Creating an Investment Worksheet - Part Five
We have covered all the metrics required for our investment worksheet in Parts One through Four. You can recreate the worksheet in Excel if you wish but it is downloadable for free in PDF on Jason Kelly's website. Here is what it looks like:
We have discussed all of these items in Parts One to Four. Now, once you have your worksheet set up, you need to start filling it in with the stocks you want to track and watch. You will start with a set of companies you are interested in and each time you come across a new company, you will analyze it and determine if it is better than one already on your list. We are not ready to buy quite yet! A few more steps before we are ready to hit the buy button and you will want to buy or sell at different times, more about that next week.
In addition to the numbers, you should also consider the competition the company you are evaluating is facing in its industry. As Jason Kelly says, “You don’t want just any milkshake stand, you want McDonald’s in the 1960’s.” Finally, ask yourself questions about the company and do your research to find out the answers – Why is the price of the stock so high? Why is it so low? Why don’t they have cash flow right now? Of course, you will want to stick close to your metrics as they are proven stock measurements but in order to decide if one stock is leaving or staying on the list, you will also want to drill down into why the numbers are the way they are. Keep your research organized and current. Jason Kelly advises updating the information at least every quarter.

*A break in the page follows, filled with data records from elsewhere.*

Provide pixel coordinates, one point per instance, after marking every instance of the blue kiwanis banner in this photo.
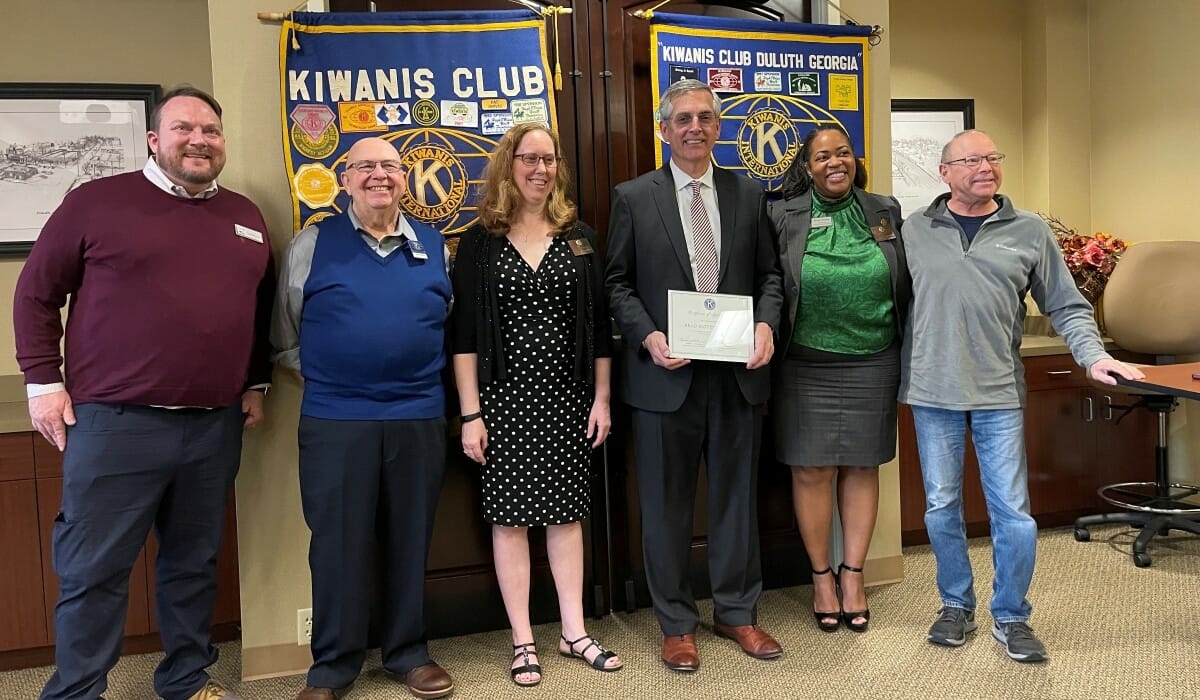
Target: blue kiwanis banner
(775, 82)
(443, 87)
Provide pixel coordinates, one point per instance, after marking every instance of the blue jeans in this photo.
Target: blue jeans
(999, 440)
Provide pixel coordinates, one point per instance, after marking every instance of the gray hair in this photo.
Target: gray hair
(678, 88)
(946, 149)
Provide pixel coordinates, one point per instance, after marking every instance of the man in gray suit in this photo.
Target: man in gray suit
(693, 226)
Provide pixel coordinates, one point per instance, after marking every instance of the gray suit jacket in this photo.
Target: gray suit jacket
(648, 256)
(792, 220)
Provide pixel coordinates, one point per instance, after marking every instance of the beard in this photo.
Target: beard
(173, 165)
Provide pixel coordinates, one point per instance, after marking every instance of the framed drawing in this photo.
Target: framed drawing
(919, 130)
(57, 136)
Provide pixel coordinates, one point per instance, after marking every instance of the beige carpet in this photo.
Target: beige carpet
(1113, 630)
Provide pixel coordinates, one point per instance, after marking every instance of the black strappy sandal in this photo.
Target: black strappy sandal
(823, 618)
(849, 616)
(525, 650)
(599, 662)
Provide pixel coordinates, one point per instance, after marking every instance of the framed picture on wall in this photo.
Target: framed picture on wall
(919, 130)
(58, 136)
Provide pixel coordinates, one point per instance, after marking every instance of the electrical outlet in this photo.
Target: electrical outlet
(304, 626)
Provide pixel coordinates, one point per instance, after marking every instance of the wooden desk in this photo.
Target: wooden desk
(1171, 380)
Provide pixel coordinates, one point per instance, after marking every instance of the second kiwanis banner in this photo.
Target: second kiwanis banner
(443, 87)
(775, 82)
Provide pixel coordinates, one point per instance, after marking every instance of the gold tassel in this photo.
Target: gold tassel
(649, 13)
(552, 12)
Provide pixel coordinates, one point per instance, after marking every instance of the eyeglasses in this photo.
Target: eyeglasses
(532, 160)
(685, 119)
(367, 167)
(976, 161)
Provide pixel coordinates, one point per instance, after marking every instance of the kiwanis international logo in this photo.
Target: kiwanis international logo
(442, 165)
(762, 133)
(437, 183)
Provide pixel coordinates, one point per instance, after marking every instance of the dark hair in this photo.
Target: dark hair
(183, 91)
(797, 179)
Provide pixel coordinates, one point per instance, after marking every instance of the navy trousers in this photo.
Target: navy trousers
(129, 468)
(361, 479)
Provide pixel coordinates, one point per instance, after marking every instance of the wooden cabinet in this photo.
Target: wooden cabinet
(1077, 440)
(22, 620)
(30, 494)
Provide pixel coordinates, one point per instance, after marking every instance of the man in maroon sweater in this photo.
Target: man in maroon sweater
(167, 359)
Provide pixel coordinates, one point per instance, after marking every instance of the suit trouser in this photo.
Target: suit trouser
(361, 479)
(129, 468)
(715, 422)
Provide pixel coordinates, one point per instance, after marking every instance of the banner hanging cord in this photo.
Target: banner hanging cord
(286, 16)
(649, 13)
(552, 13)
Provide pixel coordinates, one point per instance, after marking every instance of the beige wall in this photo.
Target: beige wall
(951, 48)
(1145, 105)
(271, 534)
(1062, 87)
(75, 41)
(1096, 103)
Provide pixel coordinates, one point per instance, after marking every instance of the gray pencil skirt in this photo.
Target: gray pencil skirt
(835, 410)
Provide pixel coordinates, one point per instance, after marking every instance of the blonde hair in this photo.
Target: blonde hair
(501, 197)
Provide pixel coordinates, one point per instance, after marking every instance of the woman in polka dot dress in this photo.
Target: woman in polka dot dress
(532, 343)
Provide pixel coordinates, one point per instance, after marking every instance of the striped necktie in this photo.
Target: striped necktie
(703, 243)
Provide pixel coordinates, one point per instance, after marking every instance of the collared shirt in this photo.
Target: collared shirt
(294, 275)
(159, 179)
(708, 196)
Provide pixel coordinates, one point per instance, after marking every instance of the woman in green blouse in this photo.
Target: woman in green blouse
(834, 406)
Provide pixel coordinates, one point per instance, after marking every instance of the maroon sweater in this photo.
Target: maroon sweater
(168, 306)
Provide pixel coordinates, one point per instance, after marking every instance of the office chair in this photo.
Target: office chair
(1152, 306)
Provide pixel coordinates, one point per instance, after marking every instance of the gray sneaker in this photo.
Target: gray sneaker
(1019, 641)
(952, 627)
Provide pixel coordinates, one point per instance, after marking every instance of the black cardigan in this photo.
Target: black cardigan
(474, 324)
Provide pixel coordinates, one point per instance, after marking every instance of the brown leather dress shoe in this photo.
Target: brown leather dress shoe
(753, 639)
(429, 681)
(679, 652)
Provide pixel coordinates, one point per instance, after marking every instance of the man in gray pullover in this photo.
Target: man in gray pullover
(973, 257)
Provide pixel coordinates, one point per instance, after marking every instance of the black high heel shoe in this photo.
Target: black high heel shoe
(849, 616)
(826, 621)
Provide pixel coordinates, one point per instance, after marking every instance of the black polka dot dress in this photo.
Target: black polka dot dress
(538, 452)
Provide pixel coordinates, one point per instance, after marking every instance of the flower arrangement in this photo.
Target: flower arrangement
(1090, 258)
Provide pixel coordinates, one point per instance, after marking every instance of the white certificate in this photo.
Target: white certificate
(711, 327)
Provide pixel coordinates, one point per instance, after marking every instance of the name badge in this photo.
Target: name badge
(247, 233)
(580, 246)
(418, 250)
(883, 231)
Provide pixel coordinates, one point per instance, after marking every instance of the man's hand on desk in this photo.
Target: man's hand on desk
(1101, 371)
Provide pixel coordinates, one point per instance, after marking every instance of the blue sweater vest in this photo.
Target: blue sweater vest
(371, 328)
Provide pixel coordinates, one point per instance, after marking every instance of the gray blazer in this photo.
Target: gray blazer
(648, 256)
(792, 220)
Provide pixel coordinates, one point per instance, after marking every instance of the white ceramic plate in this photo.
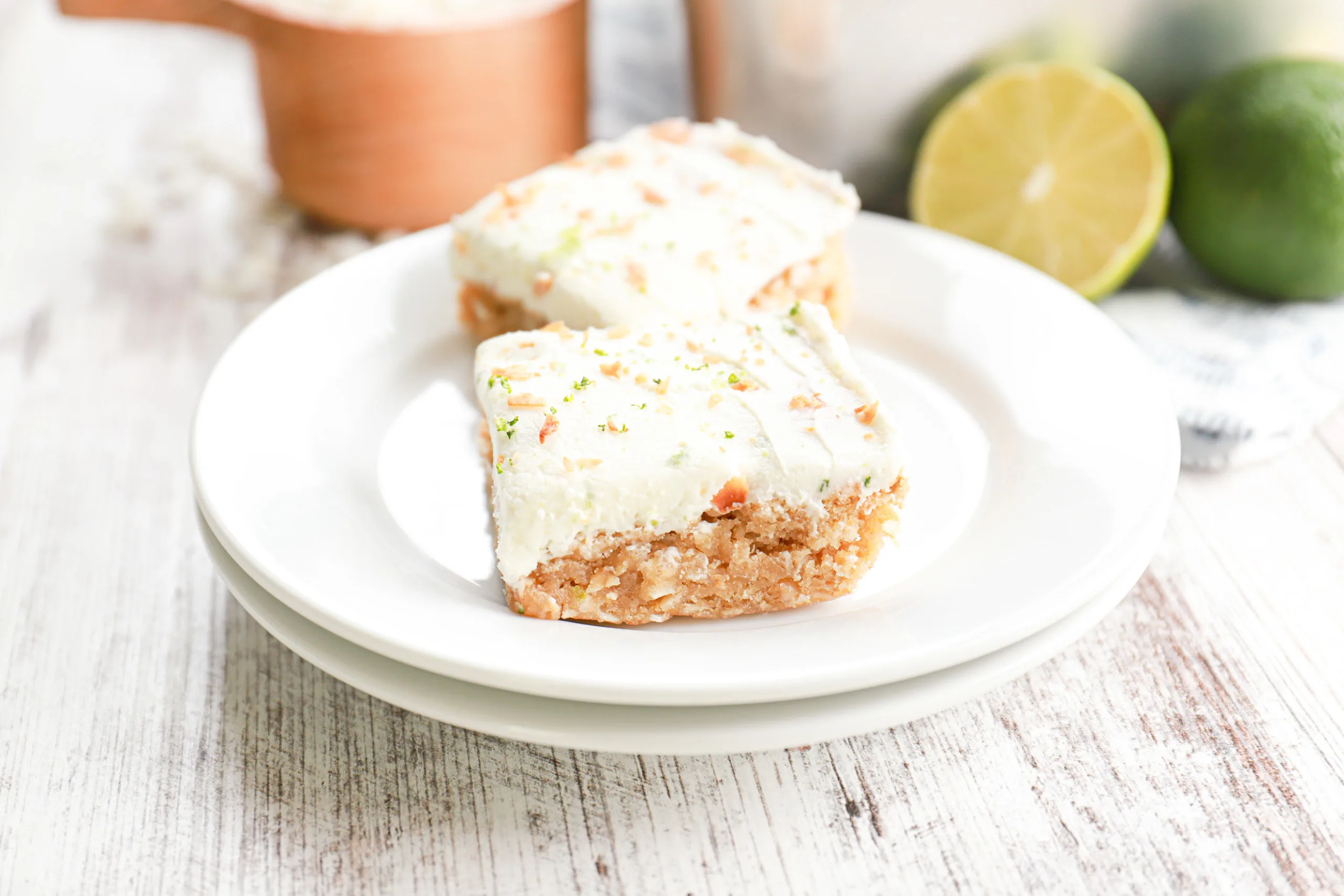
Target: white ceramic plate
(334, 455)
(663, 730)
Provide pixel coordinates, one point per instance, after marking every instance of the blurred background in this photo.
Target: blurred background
(853, 83)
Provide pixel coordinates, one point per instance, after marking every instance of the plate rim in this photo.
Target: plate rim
(750, 727)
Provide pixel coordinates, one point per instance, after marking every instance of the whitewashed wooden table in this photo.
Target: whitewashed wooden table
(154, 739)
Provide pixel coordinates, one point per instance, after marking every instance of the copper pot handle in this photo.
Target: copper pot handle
(215, 14)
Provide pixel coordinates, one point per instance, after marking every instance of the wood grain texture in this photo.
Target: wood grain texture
(154, 739)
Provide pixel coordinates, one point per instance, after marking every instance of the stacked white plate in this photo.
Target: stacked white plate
(343, 500)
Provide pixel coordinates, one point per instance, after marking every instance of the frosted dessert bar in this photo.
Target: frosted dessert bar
(647, 472)
(671, 222)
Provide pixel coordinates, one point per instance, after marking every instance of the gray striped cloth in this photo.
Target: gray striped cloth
(1247, 378)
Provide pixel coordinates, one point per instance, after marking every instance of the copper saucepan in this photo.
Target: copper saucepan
(382, 129)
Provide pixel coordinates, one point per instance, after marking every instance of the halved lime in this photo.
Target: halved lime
(1061, 166)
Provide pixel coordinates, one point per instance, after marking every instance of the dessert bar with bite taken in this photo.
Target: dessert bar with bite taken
(647, 472)
(671, 222)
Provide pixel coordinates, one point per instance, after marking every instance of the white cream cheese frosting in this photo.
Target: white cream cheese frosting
(673, 220)
(642, 428)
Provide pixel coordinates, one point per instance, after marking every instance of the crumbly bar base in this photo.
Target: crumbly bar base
(757, 558)
(824, 280)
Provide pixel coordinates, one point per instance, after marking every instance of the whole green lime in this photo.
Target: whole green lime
(1258, 178)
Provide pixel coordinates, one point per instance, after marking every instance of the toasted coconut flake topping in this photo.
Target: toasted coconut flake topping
(549, 426)
(733, 493)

Now that you have a list coming together of the stocks you are interested in tracking and watching, you will move on to picking the best growth companies and the best value companies before making the move to purchase. Jason Kelly uses his Reasons and Limits Worksheet (R&L Worksheet) to accomplish this next step. This worksheet will help you keep things in perspective when you need to come back to why a stock is on your list and why you want to buy it or sell it. This is also available for a free download on his site and it looks like this:
Let’s review the differences between growth and value stocks again: Growth stocks - often smaller companies just getting started on a growth trajectory, high earnings record, high relative strength and a low P/S are the key factors to consider. Value stocks - often large companies that have been beaten down in the market but are still good companies at the core, traditional measures such as dividend yield, P/E, P/B, P/S and P/CF are the measurements you want to consider with these stocks.
You can keep a R&L sheet on each stock you are looking at. First, decide if it is a growth or a value stock. Next, fill in what you like and then what you dislike about the company. Then you can move on to fill in why you would buy the stock and why you would sell the stock. As you can see from the above chart, Jason Kelly has provided some prompts for us in terms of additional factors we may want to consider. You may want to buy when the stock reaches a certain ratio on the basis that everything else is solid with the company and it is now time to actually make a purchase. Likewise, with respect to selling, you may want to have a ratio in mind (Jason Kelly uses the example of when the P/S doubles its current measure) at which point to sell instead of focusing solely on the price. The price could go up substantially but the company may still be on track for more growth at which point, you may not want to sell. We now have a great deal of information compiled and are ready to make some decisions!